Membaca Alkitab memang seperti membaca kisah bersambung. Akhir dari setiap episode (baca: kitab) sering digantung, membuat kita penasaran untuk mencari tahu tentang cerita berikutnya. Saya harap itu yang terjadi pada Anda dan saya saat membaca Kitab Suci.
Di episode yang pertama (yang digambarkan dengan gamblang oleh The Bible Project) tidak hanya disajikan kisah menakjubkan tentang penciptaan, tetapi juga tragedi yang membawa kerusakan dalam setiap aspek kehidupan. Namun Sang Pencipta tidak duduk termangu atau terkejut dan menjadi panik. Segera dikeluarkan-Nya sebuah rencana keselamatan yang sudah dirancang sejak kekekalan, sebuah rencana yang begitu teliti namun penuh misteri. Singkatnya, rencana itu mulai jelas terungkap dengan penetapan Abraham sebagai leluhur dari Sang Pemenang yang Terluka.
Untuk melanjutkan proyek terbesar sepanjang sejarah tersebut, satu per satu keturunan Abraham ditampilkan di pentas sejarah. Ishak, lalu Yakub, dan kemudian ke-12 anak-anak Yakub. Jika kita teliti membaca kisah mereka, kita akan terheran-heran. Benarkah keluarga yang berantakan ini adalah orang-orang yang dipakai Tuhan untuk mengerjakan proyek besar-Nya itu?
Cerita terus bergulir sampai di ujung episode yang pertama ketika seluruh keturunan Abraham bermigrasi ke Mesir. Meninggalkan Tanah Kanaan, Tanah Perjanjian, demi keselamatan jiwa mereka. Ironis, bukan? Tetapi kisahnya tidak berhenti sampai di situ. Kita harus melangkah masuk ke episode kedua, lewat Kitab Keluaran.
Beberapa ratus tahun berlalu setelah peristiwa bedol desa keluarga Yakub ke Mesir. Selama itu tidak banyak yang kita ketahui tentang keberadaan orang Israel di sana. Apa yang kita ketahui adalah bahwa Tuhan terus memberkati orang Israel sehingga tak henti beranak cucu, dan bertambah amat banyak. Berkat Tuhan ini kemudian menjadi tragedi bagi umat Israel saat seorang Firaun lain – yang tidak mengenal Yusuf – bangkit. Mengapa? Tontonlah The Bible Project, episode Exodus!
Tragedi tidak dapat menggagalkan proyek keselamatan Allah. Semua kejahatan Firaun dibalikkan melalui 10 tulah. Firaun bahkan kalah telak saat seluruh pasukannya disapu bersih di tengah Laut Merah. Firaun yang menenggelamkan ribuan(?) anak-anak sulung orang Israel, lelap ke dasar lautan bersama pasukannya.
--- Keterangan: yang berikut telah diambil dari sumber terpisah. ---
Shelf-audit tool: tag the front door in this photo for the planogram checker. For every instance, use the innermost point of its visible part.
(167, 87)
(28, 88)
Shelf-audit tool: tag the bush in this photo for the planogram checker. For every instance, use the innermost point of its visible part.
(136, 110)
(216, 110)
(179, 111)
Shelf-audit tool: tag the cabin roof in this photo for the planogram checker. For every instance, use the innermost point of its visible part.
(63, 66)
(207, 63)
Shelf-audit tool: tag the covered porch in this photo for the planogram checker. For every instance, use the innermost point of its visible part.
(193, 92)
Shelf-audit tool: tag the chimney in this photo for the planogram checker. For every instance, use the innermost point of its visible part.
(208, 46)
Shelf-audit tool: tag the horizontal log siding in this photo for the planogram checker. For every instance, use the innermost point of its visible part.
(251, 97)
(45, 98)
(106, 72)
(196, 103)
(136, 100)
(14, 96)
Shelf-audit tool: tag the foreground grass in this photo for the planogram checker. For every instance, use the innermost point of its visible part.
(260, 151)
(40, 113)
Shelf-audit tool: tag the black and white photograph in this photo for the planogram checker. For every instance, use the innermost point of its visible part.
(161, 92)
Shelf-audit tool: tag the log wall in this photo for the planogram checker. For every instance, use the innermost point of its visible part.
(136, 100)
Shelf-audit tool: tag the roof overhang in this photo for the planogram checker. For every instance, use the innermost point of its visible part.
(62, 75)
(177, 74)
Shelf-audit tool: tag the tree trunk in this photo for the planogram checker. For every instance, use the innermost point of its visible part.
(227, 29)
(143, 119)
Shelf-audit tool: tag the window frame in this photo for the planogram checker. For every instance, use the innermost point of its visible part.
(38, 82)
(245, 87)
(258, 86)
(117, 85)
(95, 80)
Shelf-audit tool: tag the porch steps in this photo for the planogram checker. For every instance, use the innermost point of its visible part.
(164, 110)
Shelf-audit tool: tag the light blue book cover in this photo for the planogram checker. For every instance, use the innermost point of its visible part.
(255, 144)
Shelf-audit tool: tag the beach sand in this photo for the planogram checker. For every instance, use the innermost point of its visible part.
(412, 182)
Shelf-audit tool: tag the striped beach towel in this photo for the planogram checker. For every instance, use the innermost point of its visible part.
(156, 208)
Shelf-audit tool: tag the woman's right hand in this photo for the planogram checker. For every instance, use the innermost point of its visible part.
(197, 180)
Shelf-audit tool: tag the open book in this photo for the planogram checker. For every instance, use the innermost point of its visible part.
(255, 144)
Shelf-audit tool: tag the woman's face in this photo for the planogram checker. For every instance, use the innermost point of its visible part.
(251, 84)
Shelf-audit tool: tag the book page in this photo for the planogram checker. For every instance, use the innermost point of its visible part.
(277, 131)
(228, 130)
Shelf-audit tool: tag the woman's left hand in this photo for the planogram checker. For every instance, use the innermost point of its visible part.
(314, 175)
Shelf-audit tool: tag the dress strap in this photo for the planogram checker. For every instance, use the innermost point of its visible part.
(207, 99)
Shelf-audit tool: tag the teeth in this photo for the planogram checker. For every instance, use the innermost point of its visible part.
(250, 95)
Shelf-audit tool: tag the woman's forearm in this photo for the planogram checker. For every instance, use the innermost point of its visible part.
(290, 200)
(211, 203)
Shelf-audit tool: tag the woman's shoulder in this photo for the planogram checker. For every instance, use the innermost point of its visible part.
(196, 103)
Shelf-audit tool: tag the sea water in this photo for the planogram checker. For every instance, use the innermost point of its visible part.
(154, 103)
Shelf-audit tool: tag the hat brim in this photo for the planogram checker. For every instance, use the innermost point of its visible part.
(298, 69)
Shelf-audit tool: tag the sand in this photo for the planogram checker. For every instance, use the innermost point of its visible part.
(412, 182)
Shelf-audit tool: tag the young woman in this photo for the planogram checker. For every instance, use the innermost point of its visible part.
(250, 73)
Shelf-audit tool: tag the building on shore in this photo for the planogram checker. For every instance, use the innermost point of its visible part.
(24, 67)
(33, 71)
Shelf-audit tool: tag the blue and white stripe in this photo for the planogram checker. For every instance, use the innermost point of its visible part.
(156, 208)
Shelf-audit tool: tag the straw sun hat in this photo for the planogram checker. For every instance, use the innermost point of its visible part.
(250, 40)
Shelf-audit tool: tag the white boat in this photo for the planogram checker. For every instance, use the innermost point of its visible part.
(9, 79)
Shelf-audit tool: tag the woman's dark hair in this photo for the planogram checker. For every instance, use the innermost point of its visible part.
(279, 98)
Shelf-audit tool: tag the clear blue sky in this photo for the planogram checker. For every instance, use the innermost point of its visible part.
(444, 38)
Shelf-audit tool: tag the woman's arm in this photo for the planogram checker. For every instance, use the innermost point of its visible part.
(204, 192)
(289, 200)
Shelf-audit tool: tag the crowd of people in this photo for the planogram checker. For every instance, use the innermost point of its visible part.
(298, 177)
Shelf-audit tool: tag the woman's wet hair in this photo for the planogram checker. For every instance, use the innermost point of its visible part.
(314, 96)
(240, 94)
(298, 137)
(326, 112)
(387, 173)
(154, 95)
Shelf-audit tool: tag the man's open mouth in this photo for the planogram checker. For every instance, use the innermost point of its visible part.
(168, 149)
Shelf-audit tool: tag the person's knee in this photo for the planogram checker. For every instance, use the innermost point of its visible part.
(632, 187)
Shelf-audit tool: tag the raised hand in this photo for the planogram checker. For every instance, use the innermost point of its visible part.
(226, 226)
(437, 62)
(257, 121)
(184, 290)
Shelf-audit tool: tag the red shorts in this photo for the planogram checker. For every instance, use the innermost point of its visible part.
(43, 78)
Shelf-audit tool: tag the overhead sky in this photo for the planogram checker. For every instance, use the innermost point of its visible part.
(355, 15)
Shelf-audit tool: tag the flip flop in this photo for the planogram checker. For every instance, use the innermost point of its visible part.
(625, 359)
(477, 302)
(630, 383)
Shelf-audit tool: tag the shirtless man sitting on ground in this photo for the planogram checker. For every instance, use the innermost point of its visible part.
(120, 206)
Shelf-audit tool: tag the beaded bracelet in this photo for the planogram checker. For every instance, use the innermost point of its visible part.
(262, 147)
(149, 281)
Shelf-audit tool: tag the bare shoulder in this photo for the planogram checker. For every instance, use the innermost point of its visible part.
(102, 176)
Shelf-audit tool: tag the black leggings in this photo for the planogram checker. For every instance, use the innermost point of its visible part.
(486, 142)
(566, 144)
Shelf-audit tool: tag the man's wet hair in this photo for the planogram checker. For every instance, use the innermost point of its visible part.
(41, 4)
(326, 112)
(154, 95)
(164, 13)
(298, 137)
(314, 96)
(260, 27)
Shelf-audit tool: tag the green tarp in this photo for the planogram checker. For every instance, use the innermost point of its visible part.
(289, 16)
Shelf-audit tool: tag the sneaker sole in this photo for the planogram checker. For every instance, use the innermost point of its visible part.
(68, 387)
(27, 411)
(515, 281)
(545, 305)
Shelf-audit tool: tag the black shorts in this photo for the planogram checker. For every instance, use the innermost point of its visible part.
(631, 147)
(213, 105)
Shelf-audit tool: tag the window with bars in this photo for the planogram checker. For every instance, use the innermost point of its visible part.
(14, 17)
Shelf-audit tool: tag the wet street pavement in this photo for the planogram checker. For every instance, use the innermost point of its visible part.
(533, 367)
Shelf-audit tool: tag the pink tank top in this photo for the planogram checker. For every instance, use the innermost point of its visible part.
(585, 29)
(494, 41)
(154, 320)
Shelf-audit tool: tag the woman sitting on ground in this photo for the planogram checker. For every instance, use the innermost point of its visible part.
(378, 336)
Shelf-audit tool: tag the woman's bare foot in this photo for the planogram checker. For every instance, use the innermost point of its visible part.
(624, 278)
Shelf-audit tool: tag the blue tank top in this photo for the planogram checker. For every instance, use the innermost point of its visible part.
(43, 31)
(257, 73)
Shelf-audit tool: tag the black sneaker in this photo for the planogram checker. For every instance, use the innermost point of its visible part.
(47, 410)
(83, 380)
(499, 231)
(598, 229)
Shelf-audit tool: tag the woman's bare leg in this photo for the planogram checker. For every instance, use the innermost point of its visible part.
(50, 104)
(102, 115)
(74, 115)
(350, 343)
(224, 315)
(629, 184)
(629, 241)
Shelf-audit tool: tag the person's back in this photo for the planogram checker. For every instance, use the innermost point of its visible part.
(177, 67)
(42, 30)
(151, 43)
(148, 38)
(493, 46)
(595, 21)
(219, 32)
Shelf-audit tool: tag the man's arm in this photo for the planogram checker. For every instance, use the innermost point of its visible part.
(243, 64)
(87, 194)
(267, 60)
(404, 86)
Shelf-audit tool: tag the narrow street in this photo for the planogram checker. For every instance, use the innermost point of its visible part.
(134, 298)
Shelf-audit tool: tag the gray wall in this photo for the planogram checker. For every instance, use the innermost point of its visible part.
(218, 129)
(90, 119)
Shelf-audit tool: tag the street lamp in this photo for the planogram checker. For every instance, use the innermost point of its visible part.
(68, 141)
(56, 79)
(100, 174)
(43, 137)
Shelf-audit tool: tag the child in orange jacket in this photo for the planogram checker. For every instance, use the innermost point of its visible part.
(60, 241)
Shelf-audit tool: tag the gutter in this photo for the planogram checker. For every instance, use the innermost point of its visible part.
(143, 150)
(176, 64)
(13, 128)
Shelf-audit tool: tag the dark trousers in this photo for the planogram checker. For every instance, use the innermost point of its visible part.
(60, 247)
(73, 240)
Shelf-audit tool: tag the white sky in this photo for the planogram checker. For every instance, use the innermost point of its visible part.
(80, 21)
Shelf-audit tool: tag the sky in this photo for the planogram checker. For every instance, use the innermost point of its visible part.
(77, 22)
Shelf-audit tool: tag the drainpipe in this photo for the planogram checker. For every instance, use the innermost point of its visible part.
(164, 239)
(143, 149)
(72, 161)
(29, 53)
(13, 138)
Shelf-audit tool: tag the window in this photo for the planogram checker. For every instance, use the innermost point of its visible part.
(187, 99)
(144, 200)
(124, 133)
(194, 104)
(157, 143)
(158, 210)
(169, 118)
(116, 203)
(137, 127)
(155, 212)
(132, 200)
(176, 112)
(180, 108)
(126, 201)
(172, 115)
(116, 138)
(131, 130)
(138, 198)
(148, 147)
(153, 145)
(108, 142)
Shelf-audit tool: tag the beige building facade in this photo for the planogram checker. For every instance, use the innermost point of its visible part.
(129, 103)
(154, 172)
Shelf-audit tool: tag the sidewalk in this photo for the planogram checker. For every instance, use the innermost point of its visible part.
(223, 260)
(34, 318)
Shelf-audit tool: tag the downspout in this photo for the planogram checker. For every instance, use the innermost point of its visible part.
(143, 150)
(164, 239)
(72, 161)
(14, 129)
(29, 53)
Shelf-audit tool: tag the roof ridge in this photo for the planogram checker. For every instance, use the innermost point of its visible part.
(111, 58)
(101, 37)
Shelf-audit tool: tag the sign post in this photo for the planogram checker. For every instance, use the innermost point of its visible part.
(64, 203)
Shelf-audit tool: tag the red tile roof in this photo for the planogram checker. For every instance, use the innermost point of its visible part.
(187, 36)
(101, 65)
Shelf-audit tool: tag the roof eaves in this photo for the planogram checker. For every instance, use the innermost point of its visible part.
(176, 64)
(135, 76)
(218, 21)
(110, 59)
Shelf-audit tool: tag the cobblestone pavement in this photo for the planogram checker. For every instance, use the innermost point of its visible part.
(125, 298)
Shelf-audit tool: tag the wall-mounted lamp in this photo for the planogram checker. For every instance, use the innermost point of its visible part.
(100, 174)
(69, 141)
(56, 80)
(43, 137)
Umat Israel pun dipastikan keluar dari Mesir dengan langkah pasti sambil membawa harta orang Mesir sebagai upah perbudakan mereka. Tidak hanya itu, mereka kemudian mengibarkan panji-panji kemenangan, beria-ria memuji Sang Pembebas setelah melintasi Laut Merah. Semua musuh, semua penindas, sudah ditumpas. Wow, bukan? Kita pun mungkin tak dapat menahan diri untuk ikut bersorak: Tuhan adalah Pemenang. Lalu layar diturunkan dan muncul tulisan: The End.
Kisahnya ternyata belum selesai. Hal itu barulah sebuah permulaan. Permulaan dari sebuah perjalanan yang menyebalkan bagi kedua belah pihak yaitu para mantan budak (baca: Israel) dan Tuhan, Sang Pembebas. Umat Israel menyesal dilepas dari perbudakan. Tuhan Sang Penyelamat, menyesal membebaskan mereka! Jadi bagaimana? Di tengah situasi genting ini, Musa tampil melakukan peran yang ditetapkan Tuhan baginya, menjadi pengantara Israel. Dengan penuh keberanian Musa mempertanyakan keputusan Tuhan. Namun hukuman Tuhan tetap tidak terhindarkan, meski Ia telah bersumpah setia pada umat pilihan-Nya. Lalu bagaimana Tuhan menyelesaikan masalah ini? Lanjutkanlah dengan membaca Kitab Imamat. Soli Deo Gloria.